Day one: Austin to Marfa(440 miles)
We take off in our sumptuous Lexus Hybrid and drive through the endless exurbs. Pick-up trucks drag trailers of horses down the IH10 interstate highway. It’s a wonderful, limitless feeling, travelling west into the great emptiness. The landscape is populated by little more than mesquite trees and hard-edged sunshine. Jeff talks of once visiting Marfa and seeing white balls of light travelling along the road – he thought he had seen a UFO. These were the famous Marfa Lights, a phenomenon observed by many visitors but never explained. Best guesses are headlights in the far distance given a peculiar refraction by the landscape.
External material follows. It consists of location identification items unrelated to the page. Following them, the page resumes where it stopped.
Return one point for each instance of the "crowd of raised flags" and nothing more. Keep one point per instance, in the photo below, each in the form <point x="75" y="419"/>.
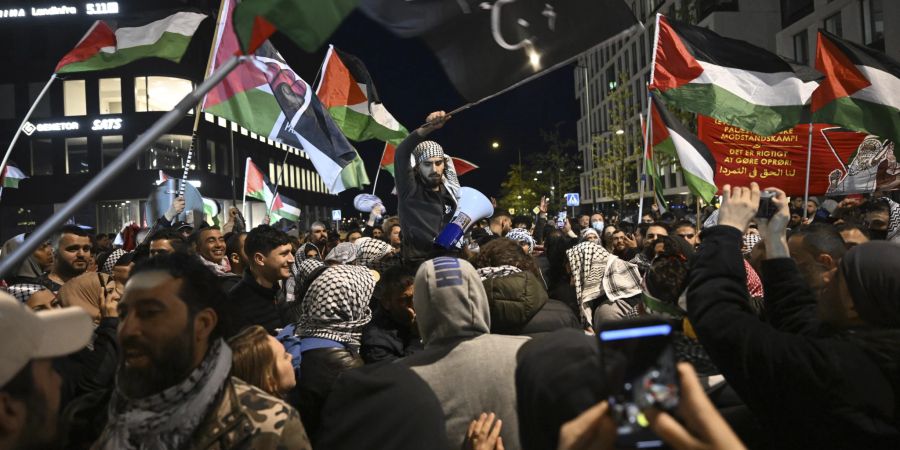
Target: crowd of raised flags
<point x="693" y="69"/>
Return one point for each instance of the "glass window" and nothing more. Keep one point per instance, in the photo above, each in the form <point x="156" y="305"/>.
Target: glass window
<point x="801" y="47"/>
<point x="42" y="110"/>
<point x="833" y="24"/>
<point x="110" y="96"/>
<point x="76" y="155"/>
<point x="41" y="157"/>
<point x="209" y="158"/>
<point x="111" y="147"/>
<point x="113" y="216"/>
<point x="159" y="93"/>
<point x="168" y="152"/>
<point x="8" y="105"/>
<point x="73" y="98"/>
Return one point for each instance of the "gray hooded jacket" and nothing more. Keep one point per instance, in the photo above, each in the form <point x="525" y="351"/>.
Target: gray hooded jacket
<point x="470" y="370"/>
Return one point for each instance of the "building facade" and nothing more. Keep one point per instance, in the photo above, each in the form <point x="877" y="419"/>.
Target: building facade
<point x="786" y="27"/>
<point x="85" y="120"/>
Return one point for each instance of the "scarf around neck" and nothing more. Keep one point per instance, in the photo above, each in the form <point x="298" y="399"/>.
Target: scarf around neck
<point x="168" y="419"/>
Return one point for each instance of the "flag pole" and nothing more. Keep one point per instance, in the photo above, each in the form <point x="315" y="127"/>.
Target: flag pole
<point x="197" y="112"/>
<point x="120" y="163"/>
<point x="244" y="198"/>
<point x="378" y="171"/>
<point x="277" y="183"/>
<point x="808" y="158"/>
<point x="644" y="165"/>
<point x="27" y="116"/>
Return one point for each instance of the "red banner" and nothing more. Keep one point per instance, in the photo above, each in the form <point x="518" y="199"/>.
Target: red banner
<point x="843" y="162"/>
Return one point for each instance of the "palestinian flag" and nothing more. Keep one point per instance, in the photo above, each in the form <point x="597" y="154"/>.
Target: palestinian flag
<point x="860" y="89"/>
<point x="309" y="23"/>
<point x="106" y="45"/>
<point x="387" y="161"/>
<point x="267" y="97"/>
<point x="738" y="83"/>
<point x="349" y="94"/>
<point x="289" y="209"/>
<point x="697" y="163"/>
<point x="12" y="176"/>
<point x="650" y="167"/>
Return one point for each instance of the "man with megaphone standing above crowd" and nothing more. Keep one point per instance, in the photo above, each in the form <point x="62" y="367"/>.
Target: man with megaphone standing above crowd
<point x="427" y="190"/>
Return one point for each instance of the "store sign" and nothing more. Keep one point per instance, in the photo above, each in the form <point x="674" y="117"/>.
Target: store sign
<point x="90" y="8"/>
<point x="106" y="124"/>
<point x="57" y="126"/>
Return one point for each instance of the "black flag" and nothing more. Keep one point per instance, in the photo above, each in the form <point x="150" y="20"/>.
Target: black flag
<point x="488" y="46"/>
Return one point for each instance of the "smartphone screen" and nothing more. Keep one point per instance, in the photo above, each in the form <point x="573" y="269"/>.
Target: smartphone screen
<point x="561" y="219"/>
<point x="639" y="362"/>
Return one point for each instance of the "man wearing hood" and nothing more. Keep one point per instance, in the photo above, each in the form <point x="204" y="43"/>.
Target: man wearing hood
<point x="821" y="373"/>
<point x="465" y="370"/>
<point x="426" y="192"/>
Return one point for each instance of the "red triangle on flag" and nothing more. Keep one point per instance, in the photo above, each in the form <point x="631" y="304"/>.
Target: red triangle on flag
<point x="338" y="87"/>
<point x="842" y="77"/>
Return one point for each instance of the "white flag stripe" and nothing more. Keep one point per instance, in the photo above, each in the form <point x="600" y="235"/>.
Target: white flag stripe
<point x="184" y="23"/>
<point x="690" y="158"/>
<point x="884" y="89"/>
<point x="758" y="88"/>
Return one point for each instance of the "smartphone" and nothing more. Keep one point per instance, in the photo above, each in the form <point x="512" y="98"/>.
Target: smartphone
<point x="639" y="362"/>
<point x="767" y="208"/>
<point x="561" y="219"/>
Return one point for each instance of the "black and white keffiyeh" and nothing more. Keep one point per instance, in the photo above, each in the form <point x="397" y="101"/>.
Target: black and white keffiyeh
<point x="490" y="273"/>
<point x="343" y="253"/>
<point x="336" y="306"/>
<point x="112" y="259"/>
<point x="168" y="419"/>
<point x="521" y="236"/>
<point x="431" y="149"/>
<point x="597" y="272"/>
<point x="23" y="291"/>
<point x="371" y="250"/>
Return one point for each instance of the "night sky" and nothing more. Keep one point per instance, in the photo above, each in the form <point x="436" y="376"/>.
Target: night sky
<point x="411" y="84"/>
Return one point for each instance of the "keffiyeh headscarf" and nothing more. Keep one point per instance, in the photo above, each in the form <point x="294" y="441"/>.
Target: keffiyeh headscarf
<point x="371" y="250"/>
<point x="489" y="273"/>
<point x="343" y="253"/>
<point x="431" y="149"/>
<point x="336" y="306"/>
<point x="587" y="232"/>
<point x="748" y="242"/>
<point x="168" y="419"/>
<point x="111" y="260"/>
<point x="520" y="235"/>
<point x="598" y="272"/>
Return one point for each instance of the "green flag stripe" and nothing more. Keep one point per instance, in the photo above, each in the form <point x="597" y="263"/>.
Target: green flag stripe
<point x="170" y="46"/>
<point x="711" y="100"/>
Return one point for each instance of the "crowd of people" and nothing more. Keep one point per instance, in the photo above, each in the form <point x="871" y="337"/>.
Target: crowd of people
<point x="787" y="328"/>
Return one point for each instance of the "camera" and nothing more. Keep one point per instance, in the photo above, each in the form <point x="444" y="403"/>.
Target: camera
<point x="767" y="207"/>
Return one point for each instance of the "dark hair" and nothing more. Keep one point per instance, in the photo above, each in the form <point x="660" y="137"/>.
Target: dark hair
<point x="504" y="252"/>
<point x="233" y="244"/>
<point x="200" y="288"/>
<point x="852" y="225"/>
<point x="195" y="236"/>
<point x="263" y="239"/>
<point x="396" y="279"/>
<point x="176" y="240"/>
<point x="821" y="238"/>
<point x="684" y="223"/>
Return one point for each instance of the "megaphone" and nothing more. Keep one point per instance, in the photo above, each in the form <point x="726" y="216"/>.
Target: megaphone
<point x="366" y="202"/>
<point x="472" y="207"/>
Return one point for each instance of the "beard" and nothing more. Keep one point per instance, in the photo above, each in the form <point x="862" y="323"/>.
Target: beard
<point x="168" y="366"/>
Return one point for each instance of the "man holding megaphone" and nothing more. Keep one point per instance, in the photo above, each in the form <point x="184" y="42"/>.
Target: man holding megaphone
<point x="427" y="190"/>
Or aliens.
In the distance, we see ‘walking rain’ that leaves the clouds in dark streaks, but which evaporates before reaching the ground. The mesas (table-top shaped hills) unfold past us and Jeff points out a dust devil spinning like an unquiet spirit across a flat, desolate, but starkly beautiful landscape.
We stop briefly at the Lyndon B Johnson ranch, where the creator of the Great Society was born, lived and died. The ranch was temporarily closed – we had to content ourselves with the visitor centre that seems mainly devoted to his wife, Lady Bird Johnson, exhibiting her crimson suit and the White House china specially designed for the Johnson administration. If you feel inclined, you can listen to LBJ give a (somewhat hokey) talk about his heartfelt love for the hill people of Texas.
After six hours of driving, we reach Balmorhea, where the San Solomon Springs come out of the ground to make a huge natural spring swimming pool. I throw myself in, sharing the pool with a scary school of giant catfish. I dry off and we finish the journey to Marfa, the town where Giant, featuring James Dean, was filmed.
Day two: Marfa to Las Cruces (233 miles)
We take an early walk through Marfa, where the sense of space and nothingness is entirely benign. There are crazily wide streets, vivid colours, electric blue skies. Jeff takes photos of the giant chrome water tower that dominates the town. There is a healthy trade in James Dean posters. In our hotel, original letters and memorabilia from the film are posted on the walls.
We make our way to Alpine, an old mining community, which describes itself as ‘the hub of Big Bend’ (an area defined by a bend in the Rio Grande). It was built around mercury mines at the beginning of the last century, but the mines have gone and, like many Texas towns, it is simply a main street selling antiques, ceramics and souvenirs. The only hotel here has the notice: ‘Ernest Hemingway drove through here once.’ Outside, four Vietnam Veterans for Peace gamely wave banners that no one is there to see.